How do they hinder authors?
- They aren’t helpful in working on the author’s promotion plan. Promotion is a group effort, and the more brains working toward one goal increases the chances of success.
- They don’t understand how to read a royalty statement. I know this sounds silly, but our royalty statements are scary-easy to read, and having to walk an agent through the statement doesn’t promote confidence.
- They don’t keep in touch with the editor – just so see how things are going. There are times when an agent’s call his a lovely light bulb in a dark closet because they are bringing their experience to the party. Their ideas and opinions come from a slightly different perspective than mine, and I really appreciate that.
- Disinterest. The agent who makes the deal and walks away does their author a grave disservice. The job doesn’t end when the ink dries on the contract. They usually check in with me to see how editing or promotion plans are going. They get a copy of the edited manuscript, offer edits, or make suggestions.
Our philosophy is to only work with the best because it creates a domino effect that enhances our reputation. A good reputation equates to sales because the genre buyers see a pattern of high quality work from publishers whose authors are well-repped. This goes a long way to promoting the work as well. It’s a lot of little things that help boost a book into the limelight, and one of those rungs on the ladder is a darn good agent.
How do I know who’s good?
Lauren, in the comment section asked: how does a writer determine if an agent is an asset to potential editors? Lauren gets a free margarita for asking such a great question.
To this I would answer, ASK AROUND. Research is your very best friend. Get on writer’s boards like AW, where they have running commentaries on who rules and who drools. Sign up with Publisher’s Marketplace. This is an excellent resource to see who is selling what. They list book sales by genre, so you can easily see a list of agents who rep your genre, and you can see to whom they’re selling.
Choosing the right agent
I talked to a woman at the writer’s conference last weekend and she mentioned that she was repped by Grand Poobah Lit Agency. I’m talking about an agency who represents authors who breathe rarefied air. She complained that her agent hadn’t done anything for her in the year he’d repped her. My response was that he probably wouldn’t, either. Not at this late date.

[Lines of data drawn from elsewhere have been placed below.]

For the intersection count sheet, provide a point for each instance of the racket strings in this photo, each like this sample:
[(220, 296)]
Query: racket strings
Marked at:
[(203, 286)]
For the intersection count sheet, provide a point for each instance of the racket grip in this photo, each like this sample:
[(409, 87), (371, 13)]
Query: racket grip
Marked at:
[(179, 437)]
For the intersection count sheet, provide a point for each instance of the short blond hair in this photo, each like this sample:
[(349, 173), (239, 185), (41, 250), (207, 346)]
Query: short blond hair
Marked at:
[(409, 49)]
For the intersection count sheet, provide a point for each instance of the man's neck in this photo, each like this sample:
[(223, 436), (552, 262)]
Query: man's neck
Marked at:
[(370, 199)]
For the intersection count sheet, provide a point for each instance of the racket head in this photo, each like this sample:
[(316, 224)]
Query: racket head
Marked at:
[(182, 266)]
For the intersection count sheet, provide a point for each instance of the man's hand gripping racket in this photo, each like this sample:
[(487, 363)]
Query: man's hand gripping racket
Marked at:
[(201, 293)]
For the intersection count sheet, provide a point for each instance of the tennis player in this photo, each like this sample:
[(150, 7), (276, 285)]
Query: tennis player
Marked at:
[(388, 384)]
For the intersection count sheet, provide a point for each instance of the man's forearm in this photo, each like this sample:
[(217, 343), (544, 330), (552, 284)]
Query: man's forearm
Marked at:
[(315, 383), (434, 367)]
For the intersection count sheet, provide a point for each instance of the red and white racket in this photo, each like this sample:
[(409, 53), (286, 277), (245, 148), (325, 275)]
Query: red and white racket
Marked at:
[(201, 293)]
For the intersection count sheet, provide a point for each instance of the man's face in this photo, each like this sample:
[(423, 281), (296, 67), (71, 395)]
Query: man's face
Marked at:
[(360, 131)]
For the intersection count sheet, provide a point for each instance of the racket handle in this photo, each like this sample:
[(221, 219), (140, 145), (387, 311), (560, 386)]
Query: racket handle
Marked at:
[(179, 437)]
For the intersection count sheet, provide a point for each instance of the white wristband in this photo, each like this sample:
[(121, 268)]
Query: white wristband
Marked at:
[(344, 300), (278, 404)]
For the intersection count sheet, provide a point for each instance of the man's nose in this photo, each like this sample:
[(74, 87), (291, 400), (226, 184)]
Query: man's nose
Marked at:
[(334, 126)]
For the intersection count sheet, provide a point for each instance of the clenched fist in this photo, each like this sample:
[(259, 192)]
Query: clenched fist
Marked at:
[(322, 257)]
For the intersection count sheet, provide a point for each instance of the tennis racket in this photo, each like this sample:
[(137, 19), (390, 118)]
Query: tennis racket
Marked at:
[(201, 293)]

See, he’s busy selling Mr./Ms. Poobah Author for millions, and he really doesn’t have the time or interest in paying attention to you, Mr./Ms. Debut Author. Chances are he pushed your manuscript around to all the likely suspects in hopes that he had a debut author with cash cow possibilities. When no one bit, he shoved you aside.
This is not the type of agent who will query the likes of smaller publishers because he’s not going to make nearly as much money. So, while it may be very cool to say, “I’m repped by Agent Poobah, dahling,” that and a dollar will buy you a Twinkie.
A lesser agent, and I’m talking about agents who make sales to all types of publishers for all kinds of advances, may be the better choice. They’ll take time to work with you and spend time pitching you to all sizes of publishers – all in the attempt to get your work sold for the very best deal they can get. Face it – not every book sells for millions, and Ms. Realistic Agent – who breathes the same air we do – understands this.
Is this better, Lauren?
Lastly, let’s be honest; we all want to associate with the best because publishing is a game of reputation and quality. We’re in this game to win and to propel our authors into the limelight because they wrote fabulous books. The agent with a great reputation enhances. The skank agent hinders. Be sure that your agent is among your biggest assets.